For most of the 20th century the Conservatives dominated British politics, repeatedly winning elections and directing the country’s destiny with patrician confidence.
Their priorities were consistent: limited government; lower taxes; law and order; strength abroad; and the protection of institutions. Oh, and the retention of power, for which any of the above could be justifiably compromised.
And today? Boris Johnson’s government is an interventionist behemoth, locking people in their homes, shuttering businesses, spending astronomical sums on furlough and healthcare, running up debts that will dominate and constrain our economy for years to come. On this unfamiliar and, to be fair, enforced terrain, it has proved timid, fractious and unassured.
It has also declared war on the institutions that have guaranteed our national stability: the courts and judges; universities; the media; parliament itself; and even the rule of law. When it comes to wealth creation, Johnson’s crude jibe about the business community will long be held against him.
His Government has enthusiastically embraced the thinnest of Brexit deals, gambling our future economic prospects on an antique ideology of sovereignty-max. Our most important international relationships must be remade, under potentially punishing new terms. We are regarded globally as an oddball. The Union may fall, and many English Tories seem relaxed at the prospect.
Moderate conservatives have expressed grave concerns about all this, and as a consequence have either been booted out or have walked away in disgust. Intelligent and thoughtful people like Ken Clarke, Justine Greening, David Gauke, Philip Hammond, Nick Boles, Amber Rudd and Rory Stewart, to name only a few, have found the modern Tory party an unwelcoming home. The cockpit was instead seized by the radicals of Vote Leave, who made full use of the empty vessel that is this prime minister.
Nothing happens in isolation, and, of course, in America everything is bigger. The disaster-movie convulsions of the Republican Party have shaken the planet. The racism, misogyny, avarice and narcissism of Donald Trump dragged an entire, vast movement to the extremes, culminating in last week’s bloody invasion of the Capitol. The worst instincts of the right have been licensed, with ambitious politicians clambering over one another to be tribunes of this ghastly new order. Britain’s Conservatives have not been immune.
A tricky spot
And now what? In a few days, Trump will be gone into historical infamy. Republican leaders seem to be groggily coming to, having realised at the final moment, with the monster literally at their door, that aggressive, bigoted nihilism is no way to run a country. Joe Biden’s Democrats will seek urgently to repair the damage and retool American democracy.
This leaves the British right in a tricky spot.
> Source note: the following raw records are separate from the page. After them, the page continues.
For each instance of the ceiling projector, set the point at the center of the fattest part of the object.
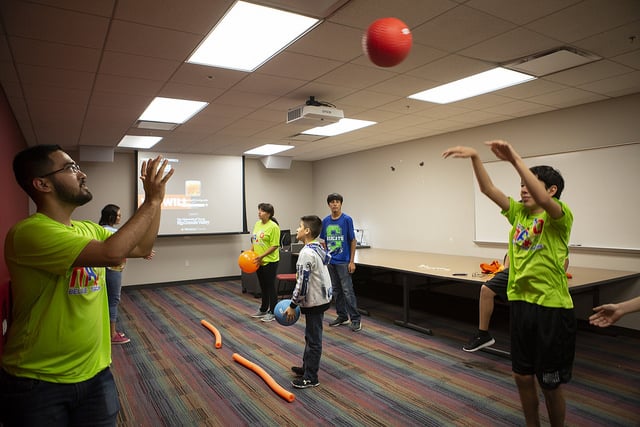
(317, 115)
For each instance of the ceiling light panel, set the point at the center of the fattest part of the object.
(268, 149)
(488, 81)
(343, 126)
(171, 110)
(139, 142)
(249, 35)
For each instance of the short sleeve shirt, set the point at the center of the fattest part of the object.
(60, 327)
(538, 248)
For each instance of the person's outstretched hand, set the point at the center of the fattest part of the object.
(154, 180)
(606, 315)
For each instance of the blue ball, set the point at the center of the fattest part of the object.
(279, 312)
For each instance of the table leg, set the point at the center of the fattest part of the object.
(405, 310)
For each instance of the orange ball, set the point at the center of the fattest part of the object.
(387, 42)
(246, 261)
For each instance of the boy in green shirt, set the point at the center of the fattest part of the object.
(543, 325)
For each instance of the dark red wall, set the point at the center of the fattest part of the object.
(15, 203)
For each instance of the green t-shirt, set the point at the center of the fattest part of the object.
(265, 236)
(60, 327)
(538, 248)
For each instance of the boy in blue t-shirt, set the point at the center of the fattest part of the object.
(340, 239)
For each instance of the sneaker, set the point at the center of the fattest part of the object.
(339, 321)
(119, 339)
(269, 317)
(478, 342)
(259, 314)
(302, 383)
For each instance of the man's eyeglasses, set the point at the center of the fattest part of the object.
(73, 167)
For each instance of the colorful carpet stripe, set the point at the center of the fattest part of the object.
(171, 374)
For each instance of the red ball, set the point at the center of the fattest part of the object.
(387, 42)
(246, 261)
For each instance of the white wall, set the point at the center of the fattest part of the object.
(425, 208)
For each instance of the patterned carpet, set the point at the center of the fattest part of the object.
(171, 374)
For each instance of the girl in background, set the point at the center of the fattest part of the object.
(110, 217)
(265, 241)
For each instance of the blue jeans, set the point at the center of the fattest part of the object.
(28, 402)
(346, 304)
(114, 289)
(312, 345)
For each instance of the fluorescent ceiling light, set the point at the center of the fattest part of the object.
(171, 110)
(343, 126)
(141, 142)
(269, 149)
(471, 86)
(249, 35)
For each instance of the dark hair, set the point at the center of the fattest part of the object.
(31, 163)
(334, 196)
(549, 176)
(109, 215)
(268, 208)
(314, 223)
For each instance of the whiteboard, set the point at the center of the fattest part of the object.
(602, 188)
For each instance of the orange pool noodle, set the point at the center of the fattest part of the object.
(215, 332)
(285, 394)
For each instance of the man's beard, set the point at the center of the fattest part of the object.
(74, 198)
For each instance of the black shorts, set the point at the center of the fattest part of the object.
(543, 342)
(498, 284)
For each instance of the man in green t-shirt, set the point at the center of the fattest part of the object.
(543, 324)
(59, 334)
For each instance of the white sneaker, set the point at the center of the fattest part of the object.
(259, 314)
(268, 317)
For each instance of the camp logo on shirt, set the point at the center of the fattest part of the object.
(83, 280)
(335, 239)
(526, 238)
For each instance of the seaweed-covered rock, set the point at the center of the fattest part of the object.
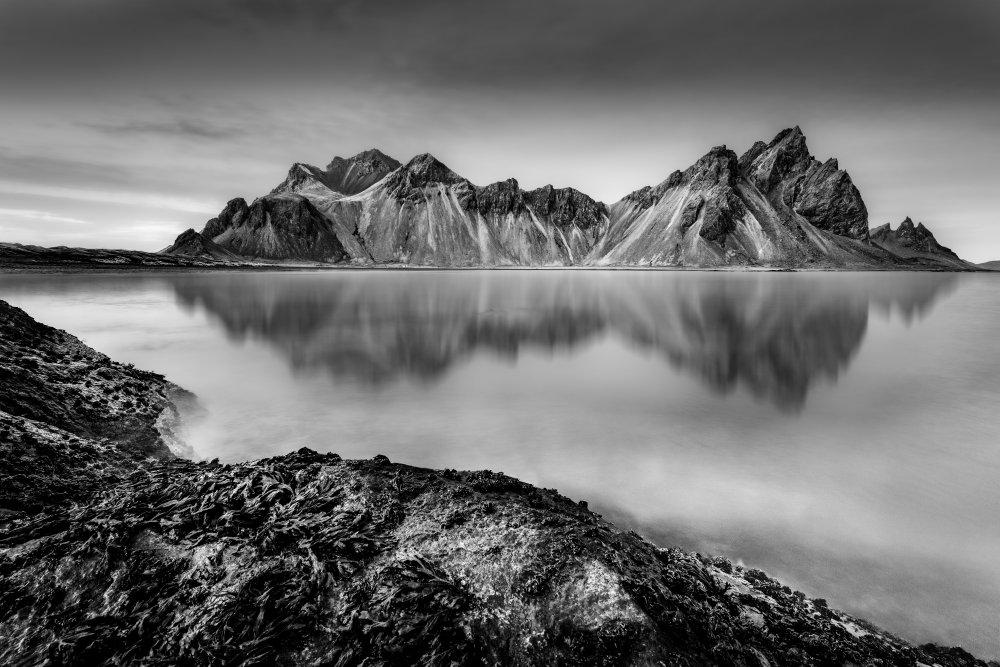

Johnson, especially, appears to have run off the edge of a cliff, his legs spinning over the void. His enthusiasm for – and even tactical embrace of – Trump and Trumpism suddenly looks very unwise indeed. The Biden team were watching all along, and seem to have made up their minds about the kind of man the prime minister is.
Britain is emerging, slowly and unsteadily, from a grimly prolonged holding pattern. For ages, the nation has been unable to move past the debate over Brexit, or do much more than deal with the consequences of coronavirus. But in coming months, the vaccination roll-out should begin to lift the bug’s hideous grip. A Brexit deal has been agreed and signed. Cummings and most of his cohort have gone. Sanity has returned to the White House.
It is reasonable, then, for the electorate to ask of its rulers, “what now?”, and to expect more than an “um, cripes” in return.
Which brings me back to my original question: what does it mean to be right-of-centre in 2021? On each of those traditional priorities I mention, the Conservatives have lost their way. It would obviously help if they had a strong, focused leader to now put them back on track, but they do not. Yet they will must, still provide an answer. And they will have to do so while addressing problems they themselves have created: wrestling with the Brexit fall-out; desperately seeking trade deals with more powerful nations and blocs; bringing down the national debt; saving the Union; repairing vital relationships fractured by their dead-end culture war.
To put it mildly, this prime minister and most of this current cabinet do not inspire confidence that they are up to the job, particularly with Keir Starmer restoring Labour as a legitimate competitor for power. Johnson should remember that his party is ruthless when it comes to failing leaders.
The British right gives every impression that it has lost its mind and its soul. I expect we shall now learn whether this condition is only temporary.